I can feel the girl trembling through her fingers, and when she looks at me, it is like she’s looking through me, as if I were made of glass and she could see everything under my skin. “I Saw horrible things.”
“What sort of horrible things?” I ask.
Even at her age, she hesitates. She knows I am not who she is supposed to be telling this to. Surely, the Keeper is somewhere on her way, though. Surely she knows that someone down on this level has had a Vision. Somehow, she always knows these things. “The City. It was burning. There were flames that reached way up into the sky, disappearing into the clouds which were black and thick and grey.” She pauses. “Maybe it was smoke and not clouds.”

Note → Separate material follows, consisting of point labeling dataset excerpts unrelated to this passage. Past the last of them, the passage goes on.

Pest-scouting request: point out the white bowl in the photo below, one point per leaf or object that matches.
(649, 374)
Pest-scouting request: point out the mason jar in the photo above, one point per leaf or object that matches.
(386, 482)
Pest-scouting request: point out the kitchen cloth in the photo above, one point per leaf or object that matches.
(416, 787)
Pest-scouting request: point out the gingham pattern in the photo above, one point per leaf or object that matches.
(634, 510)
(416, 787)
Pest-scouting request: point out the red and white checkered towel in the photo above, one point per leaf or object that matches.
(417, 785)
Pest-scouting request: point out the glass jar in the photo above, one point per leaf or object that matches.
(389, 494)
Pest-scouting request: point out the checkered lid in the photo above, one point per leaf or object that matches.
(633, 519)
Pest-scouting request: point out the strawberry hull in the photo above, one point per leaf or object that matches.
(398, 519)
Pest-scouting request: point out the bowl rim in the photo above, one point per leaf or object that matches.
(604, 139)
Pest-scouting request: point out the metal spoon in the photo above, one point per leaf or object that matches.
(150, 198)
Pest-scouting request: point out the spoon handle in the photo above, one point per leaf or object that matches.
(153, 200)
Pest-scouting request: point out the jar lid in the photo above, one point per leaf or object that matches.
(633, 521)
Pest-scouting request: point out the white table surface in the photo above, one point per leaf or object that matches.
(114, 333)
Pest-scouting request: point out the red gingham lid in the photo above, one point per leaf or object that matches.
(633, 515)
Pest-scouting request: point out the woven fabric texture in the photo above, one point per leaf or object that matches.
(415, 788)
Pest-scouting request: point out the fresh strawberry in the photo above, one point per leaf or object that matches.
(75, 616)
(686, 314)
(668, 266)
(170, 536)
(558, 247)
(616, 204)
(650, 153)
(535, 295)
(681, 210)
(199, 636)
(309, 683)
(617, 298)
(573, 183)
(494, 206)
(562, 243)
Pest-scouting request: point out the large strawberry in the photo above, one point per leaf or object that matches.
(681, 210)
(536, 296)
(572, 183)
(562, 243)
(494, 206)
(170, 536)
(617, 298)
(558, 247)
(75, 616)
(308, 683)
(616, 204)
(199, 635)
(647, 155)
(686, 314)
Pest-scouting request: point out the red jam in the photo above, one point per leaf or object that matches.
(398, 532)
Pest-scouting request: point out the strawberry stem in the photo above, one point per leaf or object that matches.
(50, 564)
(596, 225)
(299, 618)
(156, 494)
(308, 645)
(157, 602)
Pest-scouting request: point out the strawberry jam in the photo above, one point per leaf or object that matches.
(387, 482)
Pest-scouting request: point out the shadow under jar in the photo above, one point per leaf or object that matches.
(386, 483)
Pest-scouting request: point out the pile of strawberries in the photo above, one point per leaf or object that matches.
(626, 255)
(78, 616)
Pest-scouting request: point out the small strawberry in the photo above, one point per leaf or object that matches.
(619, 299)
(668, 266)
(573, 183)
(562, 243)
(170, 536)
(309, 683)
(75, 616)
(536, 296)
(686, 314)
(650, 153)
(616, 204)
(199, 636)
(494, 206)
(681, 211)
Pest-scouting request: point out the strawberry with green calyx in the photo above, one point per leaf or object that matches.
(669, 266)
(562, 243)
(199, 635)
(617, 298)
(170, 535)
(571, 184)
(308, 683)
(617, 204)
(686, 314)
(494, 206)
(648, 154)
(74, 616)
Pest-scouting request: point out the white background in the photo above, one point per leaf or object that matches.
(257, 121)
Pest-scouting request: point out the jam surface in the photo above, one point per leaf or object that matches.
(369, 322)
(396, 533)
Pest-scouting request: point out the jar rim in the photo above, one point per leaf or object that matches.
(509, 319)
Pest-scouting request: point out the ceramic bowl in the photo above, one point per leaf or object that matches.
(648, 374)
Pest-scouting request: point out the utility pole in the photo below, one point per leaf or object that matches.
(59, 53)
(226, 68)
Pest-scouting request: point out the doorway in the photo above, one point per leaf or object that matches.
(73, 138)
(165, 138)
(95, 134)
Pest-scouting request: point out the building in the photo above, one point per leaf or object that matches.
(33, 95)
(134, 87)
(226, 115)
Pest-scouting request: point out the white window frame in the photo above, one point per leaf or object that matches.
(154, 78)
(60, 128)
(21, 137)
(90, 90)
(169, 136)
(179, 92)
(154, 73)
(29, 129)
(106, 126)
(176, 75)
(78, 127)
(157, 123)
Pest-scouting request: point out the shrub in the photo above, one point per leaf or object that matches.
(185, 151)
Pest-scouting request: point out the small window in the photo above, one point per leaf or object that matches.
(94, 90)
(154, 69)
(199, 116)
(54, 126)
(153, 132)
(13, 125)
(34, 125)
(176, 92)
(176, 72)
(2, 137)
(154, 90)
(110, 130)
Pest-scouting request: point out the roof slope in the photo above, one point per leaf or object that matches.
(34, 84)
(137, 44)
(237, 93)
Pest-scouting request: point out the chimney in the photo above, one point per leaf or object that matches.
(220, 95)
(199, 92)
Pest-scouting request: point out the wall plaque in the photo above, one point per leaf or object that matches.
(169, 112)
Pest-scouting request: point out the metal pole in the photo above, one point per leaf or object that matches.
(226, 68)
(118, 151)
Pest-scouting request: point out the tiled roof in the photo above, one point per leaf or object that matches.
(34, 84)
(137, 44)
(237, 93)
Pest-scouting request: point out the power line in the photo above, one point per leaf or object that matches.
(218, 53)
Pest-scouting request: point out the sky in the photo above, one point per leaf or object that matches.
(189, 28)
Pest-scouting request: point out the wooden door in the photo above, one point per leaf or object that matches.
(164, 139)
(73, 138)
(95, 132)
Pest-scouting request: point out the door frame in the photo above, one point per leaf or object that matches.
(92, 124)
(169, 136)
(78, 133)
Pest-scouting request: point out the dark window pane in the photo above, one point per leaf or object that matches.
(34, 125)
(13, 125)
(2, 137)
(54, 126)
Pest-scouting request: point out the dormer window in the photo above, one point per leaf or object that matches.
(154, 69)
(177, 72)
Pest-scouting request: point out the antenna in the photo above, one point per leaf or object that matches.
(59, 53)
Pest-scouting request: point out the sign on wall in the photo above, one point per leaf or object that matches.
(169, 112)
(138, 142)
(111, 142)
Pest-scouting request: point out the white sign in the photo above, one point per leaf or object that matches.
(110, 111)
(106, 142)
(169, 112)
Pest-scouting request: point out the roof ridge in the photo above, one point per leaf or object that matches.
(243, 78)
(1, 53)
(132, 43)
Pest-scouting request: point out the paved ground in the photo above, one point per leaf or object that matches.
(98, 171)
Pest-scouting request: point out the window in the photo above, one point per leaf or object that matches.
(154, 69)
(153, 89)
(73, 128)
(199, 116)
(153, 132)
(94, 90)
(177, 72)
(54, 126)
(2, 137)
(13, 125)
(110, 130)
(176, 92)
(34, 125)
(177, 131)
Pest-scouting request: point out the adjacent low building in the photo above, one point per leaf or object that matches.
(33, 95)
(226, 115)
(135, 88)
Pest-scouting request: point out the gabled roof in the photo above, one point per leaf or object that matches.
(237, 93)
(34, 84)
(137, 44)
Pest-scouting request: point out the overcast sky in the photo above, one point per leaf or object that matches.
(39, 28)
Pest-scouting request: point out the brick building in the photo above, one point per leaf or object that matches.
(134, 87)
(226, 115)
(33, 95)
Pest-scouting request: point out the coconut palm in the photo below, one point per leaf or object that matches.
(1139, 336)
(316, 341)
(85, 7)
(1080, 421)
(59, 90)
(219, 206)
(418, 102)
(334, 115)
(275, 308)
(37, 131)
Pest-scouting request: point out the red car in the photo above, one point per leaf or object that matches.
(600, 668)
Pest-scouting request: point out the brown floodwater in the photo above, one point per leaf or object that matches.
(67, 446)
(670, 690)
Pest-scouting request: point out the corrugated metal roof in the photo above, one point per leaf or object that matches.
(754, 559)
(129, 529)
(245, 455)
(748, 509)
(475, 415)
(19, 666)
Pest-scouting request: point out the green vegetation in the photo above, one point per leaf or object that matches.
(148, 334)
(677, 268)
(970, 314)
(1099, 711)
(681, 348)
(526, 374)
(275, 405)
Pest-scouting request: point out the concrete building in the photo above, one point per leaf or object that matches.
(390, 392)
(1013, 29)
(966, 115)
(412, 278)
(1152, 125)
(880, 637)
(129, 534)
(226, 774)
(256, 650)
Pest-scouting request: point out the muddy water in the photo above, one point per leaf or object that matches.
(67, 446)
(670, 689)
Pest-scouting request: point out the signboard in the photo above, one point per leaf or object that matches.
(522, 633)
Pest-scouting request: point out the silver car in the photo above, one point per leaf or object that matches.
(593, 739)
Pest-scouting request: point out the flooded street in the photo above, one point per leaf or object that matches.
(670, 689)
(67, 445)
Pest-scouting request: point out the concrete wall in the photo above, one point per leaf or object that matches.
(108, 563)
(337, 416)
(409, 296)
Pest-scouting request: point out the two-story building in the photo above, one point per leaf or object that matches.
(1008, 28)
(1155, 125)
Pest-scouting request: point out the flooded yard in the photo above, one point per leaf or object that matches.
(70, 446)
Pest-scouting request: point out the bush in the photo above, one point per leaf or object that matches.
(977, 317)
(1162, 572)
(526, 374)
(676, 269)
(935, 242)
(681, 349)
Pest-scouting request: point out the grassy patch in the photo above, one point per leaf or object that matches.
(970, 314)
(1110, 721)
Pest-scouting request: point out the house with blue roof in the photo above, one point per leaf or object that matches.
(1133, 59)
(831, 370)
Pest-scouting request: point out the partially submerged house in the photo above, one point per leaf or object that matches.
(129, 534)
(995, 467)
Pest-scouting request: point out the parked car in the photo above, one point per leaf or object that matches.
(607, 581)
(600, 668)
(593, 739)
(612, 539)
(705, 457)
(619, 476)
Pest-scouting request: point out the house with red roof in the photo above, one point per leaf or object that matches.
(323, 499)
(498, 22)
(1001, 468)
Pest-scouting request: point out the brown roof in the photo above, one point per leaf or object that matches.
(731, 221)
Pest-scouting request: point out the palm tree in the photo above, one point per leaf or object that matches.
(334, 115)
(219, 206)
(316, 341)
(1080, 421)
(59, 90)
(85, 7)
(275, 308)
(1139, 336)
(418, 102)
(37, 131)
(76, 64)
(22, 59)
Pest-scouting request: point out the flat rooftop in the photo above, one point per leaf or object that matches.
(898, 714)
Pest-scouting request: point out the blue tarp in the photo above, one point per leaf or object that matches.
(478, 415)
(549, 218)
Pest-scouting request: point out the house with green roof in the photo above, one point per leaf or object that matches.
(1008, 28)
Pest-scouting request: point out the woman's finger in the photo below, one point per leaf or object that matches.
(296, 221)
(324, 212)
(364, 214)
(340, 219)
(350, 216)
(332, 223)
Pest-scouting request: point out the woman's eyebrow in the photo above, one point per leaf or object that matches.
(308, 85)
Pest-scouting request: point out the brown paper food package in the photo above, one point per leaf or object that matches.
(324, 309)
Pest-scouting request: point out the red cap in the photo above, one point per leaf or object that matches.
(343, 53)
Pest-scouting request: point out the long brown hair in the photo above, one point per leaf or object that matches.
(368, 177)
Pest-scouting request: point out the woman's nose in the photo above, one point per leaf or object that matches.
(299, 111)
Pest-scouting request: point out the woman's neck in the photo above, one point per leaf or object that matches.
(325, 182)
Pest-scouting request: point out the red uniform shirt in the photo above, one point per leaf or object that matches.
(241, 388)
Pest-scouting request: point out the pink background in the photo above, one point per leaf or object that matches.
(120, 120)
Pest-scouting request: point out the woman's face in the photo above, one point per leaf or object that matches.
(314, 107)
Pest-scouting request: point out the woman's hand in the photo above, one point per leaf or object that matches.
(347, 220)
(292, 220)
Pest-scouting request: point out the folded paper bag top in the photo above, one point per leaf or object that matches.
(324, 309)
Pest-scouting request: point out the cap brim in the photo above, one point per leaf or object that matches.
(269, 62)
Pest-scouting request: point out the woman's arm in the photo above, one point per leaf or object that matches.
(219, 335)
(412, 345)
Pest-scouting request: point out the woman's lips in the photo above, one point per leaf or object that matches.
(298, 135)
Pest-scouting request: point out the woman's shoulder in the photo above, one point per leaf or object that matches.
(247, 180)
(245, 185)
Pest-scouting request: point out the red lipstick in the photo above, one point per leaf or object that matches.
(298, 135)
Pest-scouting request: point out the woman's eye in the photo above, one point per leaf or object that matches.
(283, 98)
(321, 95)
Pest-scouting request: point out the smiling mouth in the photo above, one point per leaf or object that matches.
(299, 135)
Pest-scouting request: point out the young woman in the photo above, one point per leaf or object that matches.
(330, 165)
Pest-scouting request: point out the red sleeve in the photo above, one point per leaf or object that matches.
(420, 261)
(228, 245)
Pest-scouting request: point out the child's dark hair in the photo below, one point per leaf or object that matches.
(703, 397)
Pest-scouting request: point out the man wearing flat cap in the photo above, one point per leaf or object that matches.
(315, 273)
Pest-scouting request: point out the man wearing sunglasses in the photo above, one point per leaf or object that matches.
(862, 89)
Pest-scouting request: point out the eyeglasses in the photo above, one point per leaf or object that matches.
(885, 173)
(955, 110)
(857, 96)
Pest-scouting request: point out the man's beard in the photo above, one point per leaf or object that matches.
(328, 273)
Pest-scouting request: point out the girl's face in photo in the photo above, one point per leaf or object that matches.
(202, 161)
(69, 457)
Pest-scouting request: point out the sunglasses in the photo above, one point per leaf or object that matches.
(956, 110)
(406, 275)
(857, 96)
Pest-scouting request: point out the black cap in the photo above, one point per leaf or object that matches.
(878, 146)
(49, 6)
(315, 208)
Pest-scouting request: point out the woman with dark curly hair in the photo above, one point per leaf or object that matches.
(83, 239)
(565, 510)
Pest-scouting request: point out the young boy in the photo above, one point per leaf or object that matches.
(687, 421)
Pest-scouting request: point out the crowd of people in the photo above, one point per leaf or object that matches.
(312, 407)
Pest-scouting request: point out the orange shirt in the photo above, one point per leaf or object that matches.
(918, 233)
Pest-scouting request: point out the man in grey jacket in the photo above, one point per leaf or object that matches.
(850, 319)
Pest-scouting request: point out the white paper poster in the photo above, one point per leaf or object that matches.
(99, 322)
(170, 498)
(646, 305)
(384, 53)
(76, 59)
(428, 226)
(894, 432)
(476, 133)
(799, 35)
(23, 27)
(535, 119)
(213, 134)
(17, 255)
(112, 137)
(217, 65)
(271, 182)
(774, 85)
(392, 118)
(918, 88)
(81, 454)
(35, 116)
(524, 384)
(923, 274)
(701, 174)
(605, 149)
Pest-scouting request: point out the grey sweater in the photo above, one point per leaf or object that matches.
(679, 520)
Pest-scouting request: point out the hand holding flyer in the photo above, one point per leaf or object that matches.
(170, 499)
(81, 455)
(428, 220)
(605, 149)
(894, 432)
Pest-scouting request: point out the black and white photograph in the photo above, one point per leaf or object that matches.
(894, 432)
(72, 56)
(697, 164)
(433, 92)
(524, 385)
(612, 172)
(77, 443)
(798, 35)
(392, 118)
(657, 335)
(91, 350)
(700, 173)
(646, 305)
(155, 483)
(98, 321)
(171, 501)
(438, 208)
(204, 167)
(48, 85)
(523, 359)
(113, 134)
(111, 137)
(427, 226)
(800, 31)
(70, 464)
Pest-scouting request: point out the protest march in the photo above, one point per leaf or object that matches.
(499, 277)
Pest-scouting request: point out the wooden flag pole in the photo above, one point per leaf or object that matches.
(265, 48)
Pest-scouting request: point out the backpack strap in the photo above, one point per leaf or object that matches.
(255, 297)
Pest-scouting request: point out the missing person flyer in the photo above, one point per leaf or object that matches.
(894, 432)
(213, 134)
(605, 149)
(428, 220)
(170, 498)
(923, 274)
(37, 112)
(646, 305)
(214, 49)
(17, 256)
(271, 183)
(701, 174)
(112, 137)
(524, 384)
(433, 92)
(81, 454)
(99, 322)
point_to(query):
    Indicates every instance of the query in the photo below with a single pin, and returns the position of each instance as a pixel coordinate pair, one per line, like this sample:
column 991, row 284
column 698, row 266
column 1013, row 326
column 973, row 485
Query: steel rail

“Maybe.” The Vision worries me, but not all too much. She’s so young, and her Visions are still inaccurate. They can’t be trusted any more than the next under-developed Vision can be. “Was that all you saw?”
“There were burning people too. Their arms…they were flailing their arms, and it looked like they were screaming, but nothing was coming out of their mouths.” The girl’s eyes fill with tears, her resolve breaking down.
That is how the Keeper finds us as she steps out of the lift and between Connie and Mae. “What is going on here?” She puts a hand on her hip, cradling the digipad against her side with her other arm. The raven on her shoulders spreads its wings and folds them back again, making small honking noises as it moves closer to the Keeper’s neck.
Now we have to explain ourselves. Connie and Mae look at me expectantly. Of course, since it was my idea to speak to the little girl, it’s my responsibility to explain myself to the Keeper.